Davis and Mistress Golden hope to turn FreeDomme into an annual event to provide a voice for people living alternative lifestyles. In addition to helping offset Mistress Golden's court costs, part of the event's proceeds will be donated to the Triangle Foundation and another portion used to start a nonprofit group to educate about alternative lifestyles and do advocacy work in Lansing.
Mistress Golden said anyone concerned about civil liberties would be welcome at FreeDomme.
"Our government is trying to dictate how we live our lives behind closed doors," she said. "If you are a consenting adult, you should be able to live your life whichever way you would like to live it as long as you do no harm. It's not anyone's business but your own."

FreeDomme 2006
8 p.m. – 3 a.m.
Saturday, Sept. 16
Masonic Temple, 500 Temple Ave.
Detroit
http://www.myspace.com/FreeDomme2006
Entry: $20 through PayPal, Noir Leather in Royal Oak, and Just 4 Us and Attitude in Ferndale.
$50 VIP tickets available

Dress code: Pink and/or Black; Fetish; Leather/Latex/PVC; Leather/Levi; Formal Wear (tux/gown); Costume/Uniform; Crazy/Sexy/Creative; Goth.

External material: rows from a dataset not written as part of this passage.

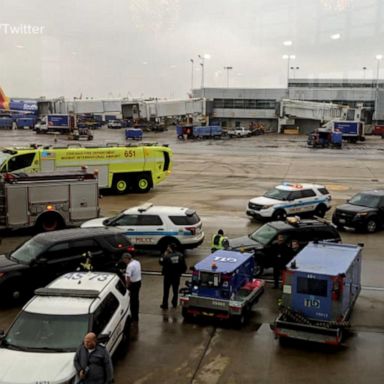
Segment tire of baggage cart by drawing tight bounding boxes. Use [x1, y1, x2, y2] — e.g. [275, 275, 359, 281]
[315, 204, 327, 217]
[232, 304, 251, 328]
[365, 217, 378, 233]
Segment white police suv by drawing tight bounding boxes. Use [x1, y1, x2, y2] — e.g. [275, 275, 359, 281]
[247, 183, 331, 220]
[0, 272, 130, 384]
[81, 203, 204, 250]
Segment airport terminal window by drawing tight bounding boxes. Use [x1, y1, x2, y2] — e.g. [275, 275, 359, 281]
[8, 153, 35, 172]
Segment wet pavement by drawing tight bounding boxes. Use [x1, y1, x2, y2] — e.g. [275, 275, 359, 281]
[0, 127, 384, 384]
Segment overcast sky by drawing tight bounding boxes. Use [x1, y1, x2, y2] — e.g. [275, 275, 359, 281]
[0, 0, 384, 98]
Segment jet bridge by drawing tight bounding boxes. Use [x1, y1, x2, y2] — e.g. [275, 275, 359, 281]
[278, 99, 361, 133]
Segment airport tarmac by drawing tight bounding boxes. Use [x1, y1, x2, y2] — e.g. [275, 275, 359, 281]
[0, 127, 384, 384]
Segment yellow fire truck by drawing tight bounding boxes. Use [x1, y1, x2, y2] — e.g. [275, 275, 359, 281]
[0, 144, 172, 194]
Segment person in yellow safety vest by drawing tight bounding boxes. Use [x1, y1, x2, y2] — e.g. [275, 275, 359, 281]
[211, 229, 228, 253]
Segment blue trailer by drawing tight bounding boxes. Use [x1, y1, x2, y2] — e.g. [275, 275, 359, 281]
[125, 128, 143, 140]
[180, 250, 265, 325]
[332, 121, 365, 143]
[0, 117, 13, 129]
[16, 116, 36, 129]
[271, 242, 362, 345]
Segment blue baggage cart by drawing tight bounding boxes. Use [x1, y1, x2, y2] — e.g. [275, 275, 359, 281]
[125, 128, 143, 140]
[180, 250, 265, 325]
[271, 242, 362, 345]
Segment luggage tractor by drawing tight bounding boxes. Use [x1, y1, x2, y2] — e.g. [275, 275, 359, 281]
[180, 250, 265, 325]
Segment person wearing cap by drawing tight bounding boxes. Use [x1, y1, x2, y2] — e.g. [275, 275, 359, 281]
[159, 244, 187, 309]
[211, 229, 227, 253]
[121, 252, 141, 321]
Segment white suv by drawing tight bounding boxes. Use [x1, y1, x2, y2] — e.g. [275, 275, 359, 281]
[81, 203, 204, 251]
[0, 272, 130, 384]
[247, 183, 331, 220]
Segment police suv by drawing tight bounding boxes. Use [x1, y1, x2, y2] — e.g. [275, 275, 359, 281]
[247, 183, 331, 220]
[81, 203, 204, 250]
[0, 272, 131, 384]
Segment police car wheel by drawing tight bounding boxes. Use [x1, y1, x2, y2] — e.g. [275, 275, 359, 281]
[272, 209, 287, 221]
[315, 205, 326, 217]
[365, 219, 377, 233]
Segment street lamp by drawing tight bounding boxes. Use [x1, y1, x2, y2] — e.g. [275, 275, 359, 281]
[363, 67, 367, 80]
[198, 53, 211, 97]
[224, 67, 233, 88]
[189, 59, 194, 95]
[291, 67, 300, 79]
[376, 55, 383, 88]
[283, 55, 296, 87]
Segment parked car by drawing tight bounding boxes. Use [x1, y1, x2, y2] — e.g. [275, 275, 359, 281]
[228, 217, 341, 276]
[0, 272, 130, 384]
[108, 120, 123, 129]
[227, 127, 252, 137]
[81, 203, 204, 251]
[247, 183, 332, 220]
[332, 189, 384, 233]
[0, 228, 134, 301]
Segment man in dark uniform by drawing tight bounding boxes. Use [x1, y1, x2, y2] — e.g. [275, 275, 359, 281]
[74, 332, 113, 384]
[159, 244, 187, 309]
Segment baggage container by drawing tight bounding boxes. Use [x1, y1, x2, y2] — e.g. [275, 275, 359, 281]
[271, 242, 362, 345]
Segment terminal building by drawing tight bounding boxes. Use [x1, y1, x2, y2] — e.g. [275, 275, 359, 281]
[38, 79, 384, 133]
[193, 79, 384, 133]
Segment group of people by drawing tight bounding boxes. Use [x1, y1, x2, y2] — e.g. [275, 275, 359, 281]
[74, 229, 300, 384]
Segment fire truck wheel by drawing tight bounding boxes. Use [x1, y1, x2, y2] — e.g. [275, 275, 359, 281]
[113, 175, 128, 195]
[136, 174, 151, 193]
[315, 204, 327, 217]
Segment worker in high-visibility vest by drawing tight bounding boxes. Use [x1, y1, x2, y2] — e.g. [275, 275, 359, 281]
[211, 229, 228, 253]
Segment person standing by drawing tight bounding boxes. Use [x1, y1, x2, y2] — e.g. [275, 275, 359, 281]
[122, 253, 141, 321]
[73, 332, 113, 384]
[211, 229, 227, 253]
[271, 234, 290, 288]
[159, 244, 187, 309]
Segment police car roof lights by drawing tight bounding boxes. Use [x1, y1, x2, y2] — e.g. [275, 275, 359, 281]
[286, 216, 301, 225]
[137, 203, 153, 212]
[35, 287, 99, 299]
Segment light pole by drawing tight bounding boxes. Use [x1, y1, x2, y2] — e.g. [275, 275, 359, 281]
[291, 67, 300, 79]
[189, 59, 194, 95]
[283, 55, 296, 88]
[363, 67, 367, 80]
[198, 53, 211, 97]
[224, 67, 233, 88]
[376, 55, 383, 88]
[375, 55, 383, 120]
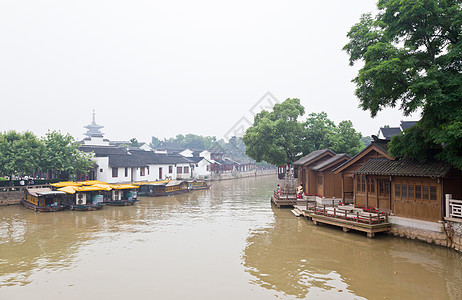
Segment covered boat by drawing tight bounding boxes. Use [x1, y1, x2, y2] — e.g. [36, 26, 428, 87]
[21, 188, 66, 212]
[104, 184, 138, 206]
[138, 180, 190, 197]
[188, 180, 212, 190]
[58, 186, 110, 211]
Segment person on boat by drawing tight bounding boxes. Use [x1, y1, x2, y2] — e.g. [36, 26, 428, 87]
[297, 183, 303, 199]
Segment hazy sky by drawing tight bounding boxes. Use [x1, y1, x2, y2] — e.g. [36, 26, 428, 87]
[0, 0, 419, 141]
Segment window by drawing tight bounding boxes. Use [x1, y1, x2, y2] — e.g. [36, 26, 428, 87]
[408, 185, 414, 199]
[395, 183, 401, 198]
[378, 180, 390, 197]
[318, 175, 322, 185]
[422, 185, 428, 200]
[430, 186, 436, 200]
[415, 185, 422, 200]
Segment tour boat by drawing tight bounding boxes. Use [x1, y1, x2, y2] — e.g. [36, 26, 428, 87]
[58, 186, 106, 211]
[21, 188, 66, 212]
[104, 184, 138, 206]
[188, 180, 212, 191]
[138, 180, 190, 197]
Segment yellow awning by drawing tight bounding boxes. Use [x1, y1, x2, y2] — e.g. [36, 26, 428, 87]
[50, 181, 82, 187]
[58, 185, 79, 194]
[111, 184, 139, 190]
[133, 180, 170, 185]
[79, 180, 107, 185]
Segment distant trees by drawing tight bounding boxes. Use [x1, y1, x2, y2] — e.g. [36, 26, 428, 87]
[0, 131, 92, 177]
[243, 99, 364, 165]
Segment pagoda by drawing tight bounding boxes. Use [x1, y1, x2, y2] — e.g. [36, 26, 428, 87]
[84, 110, 104, 138]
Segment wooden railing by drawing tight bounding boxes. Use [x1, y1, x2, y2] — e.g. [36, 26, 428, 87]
[446, 194, 462, 219]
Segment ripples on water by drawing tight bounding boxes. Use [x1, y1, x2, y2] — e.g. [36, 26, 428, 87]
[0, 177, 462, 299]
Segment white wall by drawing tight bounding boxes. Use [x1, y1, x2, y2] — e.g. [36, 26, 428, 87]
[193, 159, 210, 178]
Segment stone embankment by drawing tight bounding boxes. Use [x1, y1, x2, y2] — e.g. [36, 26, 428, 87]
[210, 169, 277, 181]
[389, 217, 462, 252]
[0, 187, 24, 206]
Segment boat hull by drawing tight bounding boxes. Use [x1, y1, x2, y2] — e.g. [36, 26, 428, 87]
[103, 200, 138, 206]
[21, 199, 65, 212]
[138, 189, 190, 197]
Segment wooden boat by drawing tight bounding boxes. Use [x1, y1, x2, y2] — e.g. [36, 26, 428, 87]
[104, 184, 138, 206]
[58, 186, 108, 211]
[188, 180, 212, 191]
[21, 188, 66, 212]
[138, 180, 190, 197]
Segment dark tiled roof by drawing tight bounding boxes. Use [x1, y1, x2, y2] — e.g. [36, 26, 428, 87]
[79, 145, 127, 157]
[156, 142, 186, 152]
[355, 158, 451, 178]
[109, 154, 147, 167]
[311, 153, 350, 171]
[293, 149, 335, 166]
[332, 140, 389, 172]
[186, 156, 208, 164]
[380, 127, 401, 140]
[130, 150, 191, 165]
[401, 121, 417, 130]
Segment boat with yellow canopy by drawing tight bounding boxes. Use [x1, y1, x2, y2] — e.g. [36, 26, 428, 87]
[58, 185, 111, 211]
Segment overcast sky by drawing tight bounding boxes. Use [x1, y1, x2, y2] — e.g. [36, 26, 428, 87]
[0, 0, 419, 142]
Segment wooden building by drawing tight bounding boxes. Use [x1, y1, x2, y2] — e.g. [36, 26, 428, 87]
[333, 140, 394, 204]
[294, 149, 350, 198]
[354, 158, 462, 222]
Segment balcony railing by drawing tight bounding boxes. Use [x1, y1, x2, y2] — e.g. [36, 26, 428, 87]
[446, 194, 462, 219]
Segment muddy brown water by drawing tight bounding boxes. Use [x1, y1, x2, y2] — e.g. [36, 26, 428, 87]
[0, 176, 462, 300]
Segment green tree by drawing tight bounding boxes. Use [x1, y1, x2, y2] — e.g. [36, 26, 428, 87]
[344, 0, 462, 169]
[0, 131, 44, 178]
[303, 112, 336, 155]
[330, 120, 364, 156]
[243, 99, 305, 165]
[42, 131, 93, 175]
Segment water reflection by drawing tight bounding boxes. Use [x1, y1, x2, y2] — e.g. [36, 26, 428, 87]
[0, 177, 462, 299]
[243, 209, 462, 299]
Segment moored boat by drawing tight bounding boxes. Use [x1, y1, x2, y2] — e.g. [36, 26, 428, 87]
[188, 180, 212, 191]
[104, 184, 138, 206]
[138, 180, 190, 197]
[58, 186, 110, 211]
[21, 188, 66, 212]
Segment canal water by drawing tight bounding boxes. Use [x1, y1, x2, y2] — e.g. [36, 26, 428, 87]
[0, 176, 462, 300]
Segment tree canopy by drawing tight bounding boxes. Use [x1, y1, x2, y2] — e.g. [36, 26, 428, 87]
[344, 0, 462, 169]
[0, 131, 92, 176]
[243, 99, 364, 165]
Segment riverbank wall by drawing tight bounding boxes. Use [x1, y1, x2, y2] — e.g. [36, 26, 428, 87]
[210, 169, 277, 181]
[0, 187, 24, 206]
[388, 217, 462, 252]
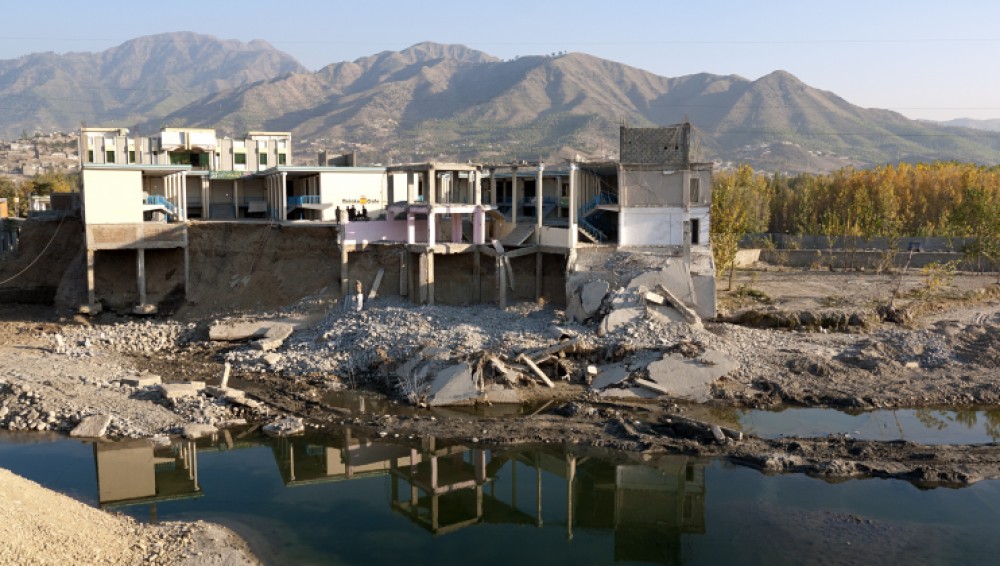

THE MICHIGAN PENAL CODE (EXCERPT)
Act 328 of 1931

{BOLD 750.452 House of ill-fame; keeping, maintaining or operating.
Sec. 452.}
Keeping, etc., a house of ill-fame–Any person who shall keep, maintain or operate, or aid and abet in keeping, maintaining or operating a house of ill-fame, bawdy house or any house or place resorted to for the purpose of prostitution or lewdness shall be guilty of a felony, punishable by imprisonment in the state prison for not more than 5 years or by a fine of not more than 2,500 dollars.